S
Soldier
Guest
Thank you so much Jacek
Hi, Kalila,
I am about to build my house, and am interested in contacting your scource. Can you post it please?
OK....
High uv factor, sound proof and argon filed glass. Total cost 3,800.00.
I contacted a courier who delivers to Poland but usually comes back with only a few parcels. My windows are being collected from the factory and delivered to my door in a boxed truck, for 800 euro.
Job done.
Donnachain, I just had my windows fitted from Austria. They are fantastic quality and half the price of some manufacturers in Ireland. Check out http://www.homepro.at/. Andreas is the contact there and he is in Ireland quite regularly and will discuss options with you. He is super efficient as are they guys who come to fit them. If you have any problems they fix them straight away no questions asked. Couldnt recommend them enough. I mentioned them on this site before but only had the windows fitted recently and am even more impressesd.
uPVC has a life of 10 to 15 years then starts to deteriorate the only way to get it back to complete insulation efficiency and colour is to take it out and replace it completely.
Sorry I should have said uPVC lasts forever but the seals, hinges, handles sliding mechanisms won't if it was wood you'd be able to just replace the bits but not with uPVC.
I have 2 uPVC windows in my flat they are about 15 years old the seals have deteriorated, I have hunted the length of Ireland trying to find new seals for them the only answer I've been given by window people is you've got to replace the windows entirely, apparently seal design has changed over time, i.e. new ones won't fit.
If you put a new piece of white uPVC beside your old white uPVC windows you'll see the difference between them easily. If you don't want tatty, yellowish looking frames you'll have to put new windows in because you can't paint uPVC and if you could that would defeat the whole purpose of having them in and would the first place.

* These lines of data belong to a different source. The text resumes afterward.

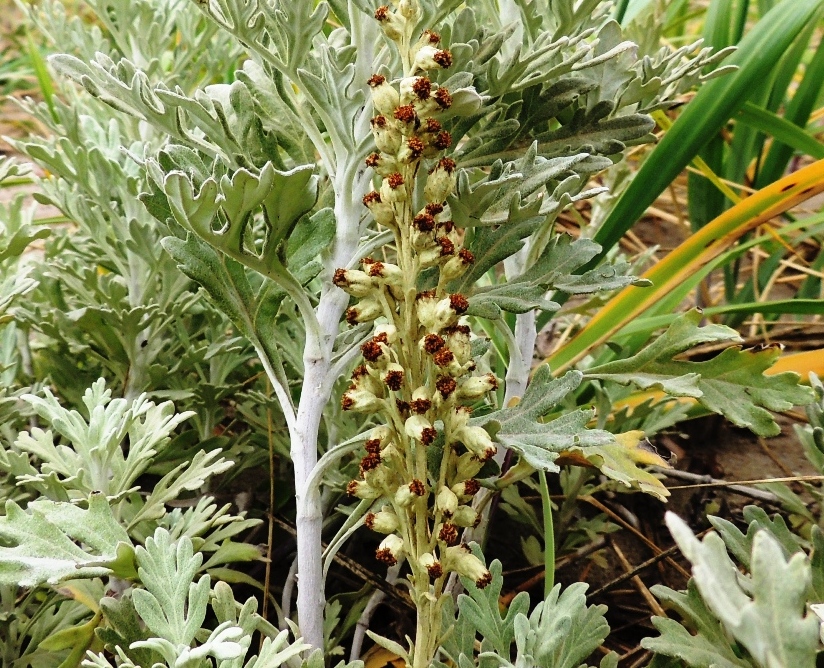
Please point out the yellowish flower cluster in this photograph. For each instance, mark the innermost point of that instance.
(418, 373)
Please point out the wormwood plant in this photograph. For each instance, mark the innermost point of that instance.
(400, 168)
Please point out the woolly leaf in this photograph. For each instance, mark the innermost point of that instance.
(568, 437)
(562, 631)
(481, 611)
(766, 614)
(732, 383)
(706, 645)
(40, 543)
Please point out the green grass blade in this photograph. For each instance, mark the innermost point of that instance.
(797, 112)
(783, 130)
(711, 108)
(42, 73)
(648, 325)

As for the few problems that your in-laws are having with their uPVC windows I can guarantee those problems will escalate. Within a few years they'll be putting in new windows because problems with windows always keep coming, at least with wood you can fix them easily but you can't do anything with uPVC
.....except put new ones in....
Yours
I suggest you pull off your blinkers: your wooden windows also have hinges, seals and associated hardware - and probably from the same factory the uPVC guys use......if it fails on uPVC systems, it'll fail on your wooden one too.........the window frame has nothing to do with it.

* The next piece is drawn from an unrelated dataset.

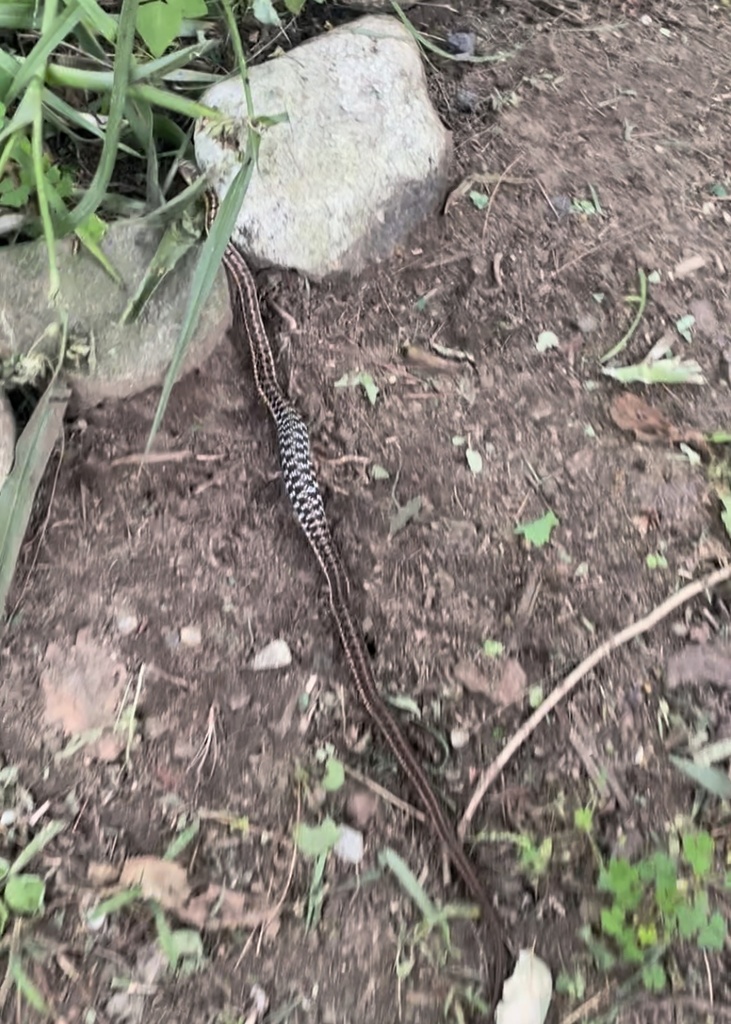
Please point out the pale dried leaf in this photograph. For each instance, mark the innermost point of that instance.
(526, 994)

And we already know that 10's of 1000's of houses in Ireland have pulled out their timber, and put in alternatives already. It's extremely unlikely they'll ever have to do it again.
If wood framed windows were such a success, neither uPVC nor Alu - would ever have got off the ground. They did so because wooden framed windows need maintenance - and lots of it. In this climate, with a lot of wind-driven rain, they need even more maintenance, and so long as you're happy with doing that, that's fine, but don't try and kid anyone that it's necessarily better.
And we already know that 10's of 1000's of houses in Ireland have pulled out their timber, and put in alternatives already. It's extremely unlikely they'll ever have to do it again.
Some of the very first windows produced in Germany in the 50's are still in use.
You can't have it both ways either they last or they don't.
Regarding the oil situation your arguement is flawed if you don't have oil then you can't make uPVC windows so timber is the next oblivious choice since we can grow it here.
I read some of your previous posts on different threads and I see you are in the building game making houses of sorts.
I'd just bet you mainly use uPVC windows.
Computerman the point I try to make in this thread is that we should not be using uPVC even using aluminium is better that uPVC, but wood for preference
Galwaytt is quite correct I do have a vested interest, I don't want to leave our future generations with a toxic legacy.
.........There was a time when homegrown timber was good enough for all the woodwork around the house and not just in the fire place.........Why can't we grow it again? ........
Galwaytt's......... I'm I get the impression he does pre-fab houses but this was only after a brief glance through his previous posts so I could be wrong and probably am. The only person who could put me wise to that would be Galwaytt themselves.